A pause. She draws in a shaky breath.

“And then I found out my boyfriend had been cheating on me,” she says, too casually. “At the wake. Walked in on him and my best friend in my bedroom.”

The silence that follows is suffocating. I feel it like a punch to the ribs, which makes me want to wring the motherfucker who dared to call himself her boyfriend’s neck.

“I didn’t even cry,” she continues, eyes fixed on the floor. “I closed the door, walked back downstairs, and poured everyone another glass of wine. I got drunk for the first time ever that night.”

“Jesus, Lina…”

She folds her arms, like it doesn’t matter. Like she didn’t rip the floor out from under me. “Anyway,” she mutters, “we don’t have to talk about that.”

I was not expecting to have this conversation with her—not now, or ever—but there’s a small part of me that is folding for her, piece by piece, and a bit bigger part of me that is slowly convincing myself she won’t remember any of this in the morning.

It causes me to wring my hands together in front of me, focusing on the blue wren tattooed on my hand, the mosaic frame further up my wrist, and then the bouquet of flowers on my bicep.

“I never thought I’d be this way either.”

“What do you mean?” She turns toward me, our legs bumping together with the motion.

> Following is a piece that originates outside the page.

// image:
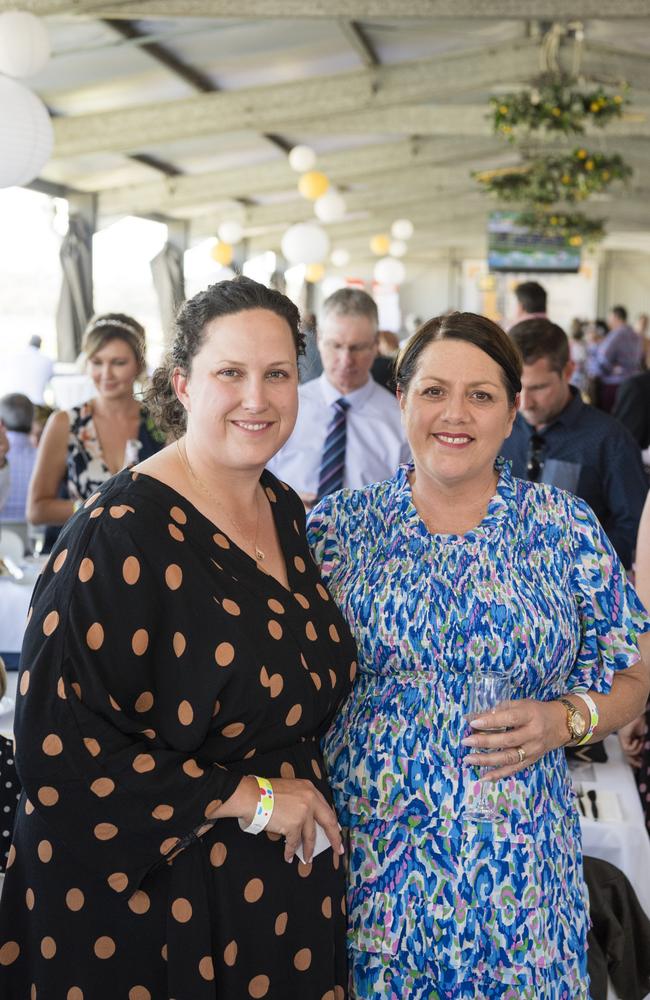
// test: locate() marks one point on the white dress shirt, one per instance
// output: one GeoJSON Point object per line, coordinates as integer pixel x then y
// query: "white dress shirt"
{"type": "Point", "coordinates": [375, 442]}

“My mom died too. It happened when I was seventeen, and I haven’t been the same since,” I tell her, running my hands up and down my slack-clad thighs. “I don’t think anyone can be the same after losing someone so close to them. Don’t beat yourself up for feeling different because of it.”

I don’t tell her the full story, and maybe that’s because I’m not drunk like she is. I have nothing to numb me or loosen therestraint I have on my words. Still, all I want is to empathize with her—make her feel better.

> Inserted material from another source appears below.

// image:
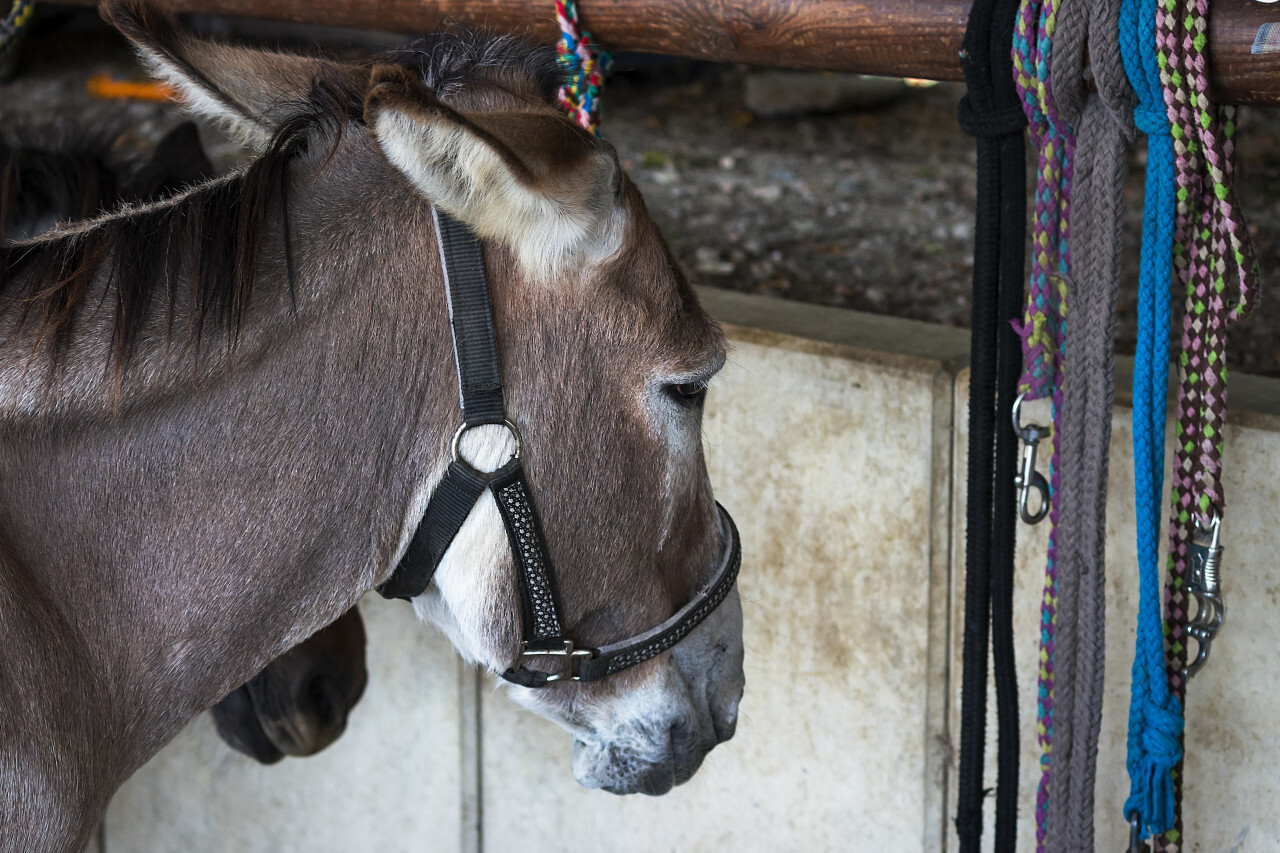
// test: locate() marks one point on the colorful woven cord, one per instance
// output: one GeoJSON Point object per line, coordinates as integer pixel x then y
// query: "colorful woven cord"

“Is that what Braxton and Meredith mean when they talk about your mommy issues?”

“Wow, alcohol really kills your filter, doesn’t it?”

“I don’t think I had one to begin with.” I can’t tell whether she’s beginning to sober up or if she’s the rare type of drunk that is capable of using it as conversation leverage.

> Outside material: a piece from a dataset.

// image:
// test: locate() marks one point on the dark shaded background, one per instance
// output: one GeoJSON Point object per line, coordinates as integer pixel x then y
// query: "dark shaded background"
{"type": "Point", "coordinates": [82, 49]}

“Yeah, that’s what they mean…” I answer her question. “And I can’t say I blame them.”

Lina’s lips purse, and then she says, “Well, I’ve got you beat. I have mommyanddaddy issues.”

“You can have that victory, pretty girl.”

It knocks her back a bit, the way the pet name fell from my lips so effortlessly. If I’m being honest, I wasn’t exactly expecting to say it either. I’ve said it to her before, but that was a much less intimate environment.

Yet, looking at her sitting in bed with her big eyes and long brown hair draped over one of her shoulders, how could I not?

I watch her carefully, her head lulling back and forth like she’s trying her best to stay awake, but her tiredness is slowly starting to take over. It’s exactly what I was hoping for by bringing her up here—for her to finally get some sleep.

“Why don’t you get in bed?” I offer, standing and pulling the comforter back for her to, hopefully, climb under.

She stands, stumbling and grabbing my arm to steady herself before saying. “I can’t sleep in this.”

At this point, I’m positive the only reason Lina hasn’t come to her senses and tried to flee from my bedroom is due to her inability to balance. Which is why I grab each of her shoulders and slowly guide her so she’s sitting back down on the bed.

“Hold on, hold on,” I say cautiously when she tries to stand again, only to fall right back on her ass. “I’ll get you something. Just give me a second.”

“Okay,” she says with a long breath, like it’s the best news she’s heard all day.